Now Bensouda wants Uhuru case adjourned

President Uhuru Kenyatta inspects a guard of honour mounted by the Kenya Defence Forces during the 2013 Jamhuri Day/50th Anniversary Celebrations held at the Safaricom Stadium Kasarani. ICC Prosecutor has said she does not have sufficient evidence to against President Kenyatta for crimes against humanity at the international crimes court. PHOTO | NATION

What you need to know:

  • Several other witnesses who had been lined up against Mr Kenyatta have withdrawn their testimonies citing various reasons, further weakening the prosecutor’s case.
  • President Kenyatta is accused of murder, deportation or forcible transfer, rape, and persecution at the court.
  • Mr Ruto has already made requests for excusal from attending the proceedings in line with recent amendments to procedure approved at the just concluded Assembly of State Parties conference.

The prosecutor does not have sufficient evidence to try President Kenyatta for crimes against humanity at the International Criminal Court.

Ms Fatou Bensouda is now asking judges to adjourn the case, which was to be heard from February 5 next year, to allow her to try and gather fresh evidence.

She will only continue with the case once she is satisfied that the new evidence will be enough to support the case, she said.

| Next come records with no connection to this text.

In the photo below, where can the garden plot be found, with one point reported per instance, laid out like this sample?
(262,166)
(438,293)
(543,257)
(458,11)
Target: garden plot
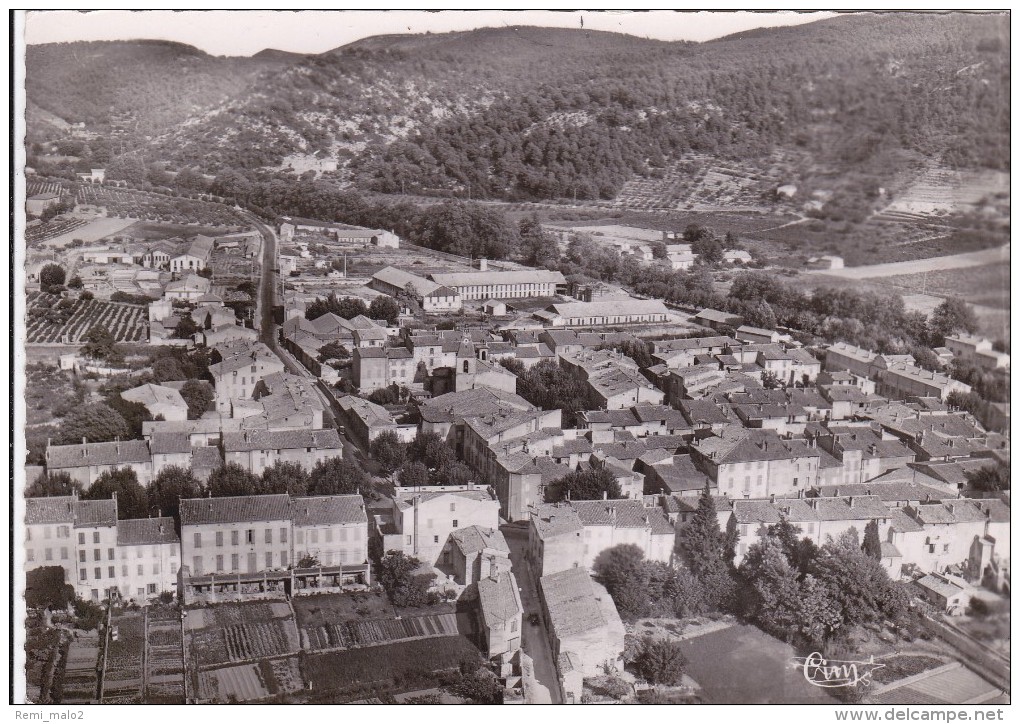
(123,677)
(53,228)
(90,229)
(49,322)
(81,675)
(250,682)
(348,675)
(356,634)
(131,204)
(237,632)
(164,656)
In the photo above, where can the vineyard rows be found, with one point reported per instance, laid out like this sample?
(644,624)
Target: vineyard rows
(37,188)
(355,634)
(122,678)
(128,203)
(51,229)
(126,322)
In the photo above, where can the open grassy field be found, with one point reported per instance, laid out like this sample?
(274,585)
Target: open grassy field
(94,229)
(987,285)
(152,230)
(743,665)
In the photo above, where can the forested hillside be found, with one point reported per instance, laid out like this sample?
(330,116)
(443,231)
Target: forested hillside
(143,87)
(537,113)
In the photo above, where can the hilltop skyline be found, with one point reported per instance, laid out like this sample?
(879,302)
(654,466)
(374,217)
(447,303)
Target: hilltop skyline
(317,32)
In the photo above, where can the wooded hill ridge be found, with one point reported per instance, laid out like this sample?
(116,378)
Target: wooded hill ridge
(537,113)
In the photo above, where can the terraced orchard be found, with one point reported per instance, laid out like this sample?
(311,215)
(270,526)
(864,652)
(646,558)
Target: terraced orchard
(122,679)
(54,321)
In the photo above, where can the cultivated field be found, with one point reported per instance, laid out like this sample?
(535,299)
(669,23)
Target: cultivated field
(47,322)
(238,632)
(348,675)
(164,656)
(250,682)
(987,285)
(357,620)
(123,677)
(918,266)
(92,229)
(743,665)
(132,204)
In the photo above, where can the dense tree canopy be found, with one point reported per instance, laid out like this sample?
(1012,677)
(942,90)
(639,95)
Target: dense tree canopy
(96,422)
(170,485)
(590,484)
(132,498)
(338,476)
(232,479)
(53,484)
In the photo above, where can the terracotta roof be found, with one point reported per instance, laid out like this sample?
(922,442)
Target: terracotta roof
(622,514)
(206,458)
(40,511)
(556,519)
(167,443)
(571,603)
(144,531)
(72,456)
(90,514)
(327,510)
(240,509)
(282,440)
(475,538)
(499,600)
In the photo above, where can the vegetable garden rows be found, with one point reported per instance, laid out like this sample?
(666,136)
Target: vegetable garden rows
(46,324)
(128,203)
(52,229)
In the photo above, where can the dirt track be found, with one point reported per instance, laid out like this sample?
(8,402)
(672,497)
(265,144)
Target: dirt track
(937,263)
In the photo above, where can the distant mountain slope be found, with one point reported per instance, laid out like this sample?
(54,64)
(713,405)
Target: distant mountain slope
(145,86)
(528,112)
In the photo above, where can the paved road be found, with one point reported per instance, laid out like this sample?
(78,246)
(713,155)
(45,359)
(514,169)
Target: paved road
(918,266)
(543,686)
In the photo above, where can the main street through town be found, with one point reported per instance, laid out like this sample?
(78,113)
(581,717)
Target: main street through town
(268,283)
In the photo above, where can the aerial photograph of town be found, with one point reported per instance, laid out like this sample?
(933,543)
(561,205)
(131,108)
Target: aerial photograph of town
(512,358)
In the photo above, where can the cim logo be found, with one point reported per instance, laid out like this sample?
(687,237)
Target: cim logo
(832,673)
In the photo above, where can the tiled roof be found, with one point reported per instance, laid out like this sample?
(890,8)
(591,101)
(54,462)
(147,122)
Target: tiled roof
(206,458)
(145,531)
(552,520)
(89,514)
(328,510)
(748,446)
(499,599)
(679,474)
(404,499)
(796,510)
(168,443)
(474,538)
(72,456)
(895,492)
(901,522)
(940,585)
(40,511)
(282,440)
(154,395)
(239,509)
(483,278)
(570,601)
(621,514)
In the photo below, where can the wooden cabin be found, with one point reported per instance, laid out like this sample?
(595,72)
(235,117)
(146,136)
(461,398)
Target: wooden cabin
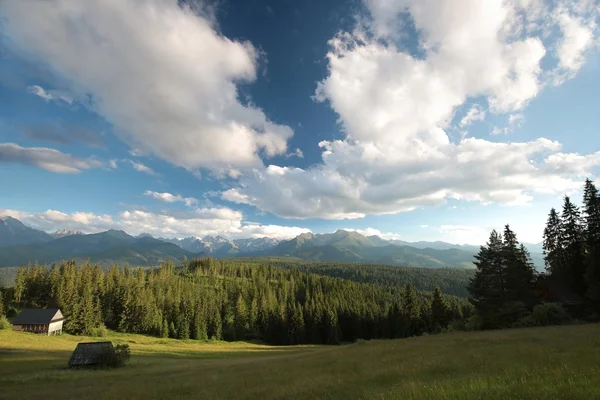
(557,291)
(90,354)
(44,321)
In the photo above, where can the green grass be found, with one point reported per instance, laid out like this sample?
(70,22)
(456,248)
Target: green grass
(539,363)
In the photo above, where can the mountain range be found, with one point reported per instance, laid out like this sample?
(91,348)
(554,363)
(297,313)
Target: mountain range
(20,244)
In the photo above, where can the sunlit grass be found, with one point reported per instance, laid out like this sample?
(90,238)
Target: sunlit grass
(541,363)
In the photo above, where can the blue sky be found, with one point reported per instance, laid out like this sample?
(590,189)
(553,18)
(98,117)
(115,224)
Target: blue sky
(416,120)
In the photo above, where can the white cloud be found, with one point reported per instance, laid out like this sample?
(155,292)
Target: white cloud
(52,95)
(475,113)
(169,198)
(46,158)
(199,222)
(296,153)
(377,232)
(156,70)
(394,108)
(138,166)
(514,121)
(578,36)
(462,234)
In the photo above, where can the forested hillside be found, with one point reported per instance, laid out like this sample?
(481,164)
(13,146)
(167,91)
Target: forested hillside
(210,299)
(452,281)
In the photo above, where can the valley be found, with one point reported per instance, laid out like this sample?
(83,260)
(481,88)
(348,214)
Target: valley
(20,245)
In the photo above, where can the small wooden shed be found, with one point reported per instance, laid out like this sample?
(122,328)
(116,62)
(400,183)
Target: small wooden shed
(45,321)
(90,354)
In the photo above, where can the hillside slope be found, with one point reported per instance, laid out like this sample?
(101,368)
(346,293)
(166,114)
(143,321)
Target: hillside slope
(14,233)
(348,246)
(525,364)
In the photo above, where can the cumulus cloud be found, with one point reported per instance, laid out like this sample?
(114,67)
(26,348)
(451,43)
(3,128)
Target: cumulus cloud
(170,198)
(578,37)
(514,121)
(158,71)
(376,232)
(394,108)
(199,222)
(51,95)
(296,153)
(61,132)
(46,158)
(475,113)
(138,166)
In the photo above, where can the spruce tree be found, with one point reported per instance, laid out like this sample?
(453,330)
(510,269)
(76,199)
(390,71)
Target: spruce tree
(411,311)
(574,247)
(440,311)
(487,287)
(554,256)
(591,209)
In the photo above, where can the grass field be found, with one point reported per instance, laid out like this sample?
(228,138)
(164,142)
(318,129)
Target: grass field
(540,363)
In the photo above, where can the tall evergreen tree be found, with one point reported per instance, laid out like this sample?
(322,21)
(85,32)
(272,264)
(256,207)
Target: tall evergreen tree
(554,256)
(487,287)
(573,243)
(440,311)
(591,209)
(502,288)
(411,311)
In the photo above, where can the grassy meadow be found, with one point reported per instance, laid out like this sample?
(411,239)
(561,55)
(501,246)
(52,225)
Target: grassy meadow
(536,363)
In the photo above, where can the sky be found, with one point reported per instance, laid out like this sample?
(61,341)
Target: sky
(409,119)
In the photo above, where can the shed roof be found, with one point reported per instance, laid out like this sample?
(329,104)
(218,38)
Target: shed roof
(38,316)
(89,353)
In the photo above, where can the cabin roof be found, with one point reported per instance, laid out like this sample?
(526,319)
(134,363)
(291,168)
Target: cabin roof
(89,353)
(38,316)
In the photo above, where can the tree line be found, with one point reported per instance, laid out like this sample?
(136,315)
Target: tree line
(451,281)
(210,299)
(507,291)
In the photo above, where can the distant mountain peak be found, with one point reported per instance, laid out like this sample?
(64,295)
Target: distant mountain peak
(10,220)
(60,233)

In a statement last night, Ms Bensouda said: “I have come to the conclusion that currently the case against Mr Kenyatta does not satisfy the high evidentiary standards required at trial.”

Ms Bensouda, who is also prosecuting Deputy President William Ruto and radio journalist Joshua Sang in another case, said her request for adjournment resulted from the withdrawal of an important witness.

“More recently, on December 4, 2013 a key second witness in the case confessed to giving false evidence regarding a critical event in the Prosecution’s case,” she said, adding the witness in question has now been withdrawn.

Several other witnesses who had been lined up against Mr Kenyatta have withdrawn their testimonies citing various reasons, further weakening the prosecutor’s case.

The ICC prosecutor intends to use time created by the requested adjournment, if allowed by the judges, to strengthen the case against Mr Kenyatta.

“I therefore need time to complete efforts to obtain additional evidence, and to consider whether such evidence will enable my office to fully meet the evidentiary threshold required at trial,” Ms Bensouda said.

She defended the move to ask for the adjournment, saying her actions and decisions are strictly guided by the available evidence as required by the Rome Statute.

This comes as a major reprieve for President Kenyatta, who has been fighting for the postponement of the case, citing national engagements.

However, the time sought by Ms Bensouda was still unclear last night.

She, however, insisted that her office’s commitment to pursue justice for the victims of the 2007/08 post-election violence victims remained firm.

President Kenyatta is accused of murder, deportation or forcible transfer, rape, and persecution at the court.

His co-accused, former head of Public Service Francis Muthaura and former Police Commissioner Major (General) Hussein Ali, were all set free. (READ: Ocampo names Kenya chaos suspects)

Deputy President Ruto’s and former radio journalist Sang’s cases are scheduled to proceed on January 13.

Mr Ruto has already made requests for excusal from attending the proceedings in line with recent amendments to procedure approved at the just concluded Assembly of State Parties conference.

Former Cabinet minister Henry Kosgey, who was accused alongside Mr Ruto and Mr Sang, also had his case dropped.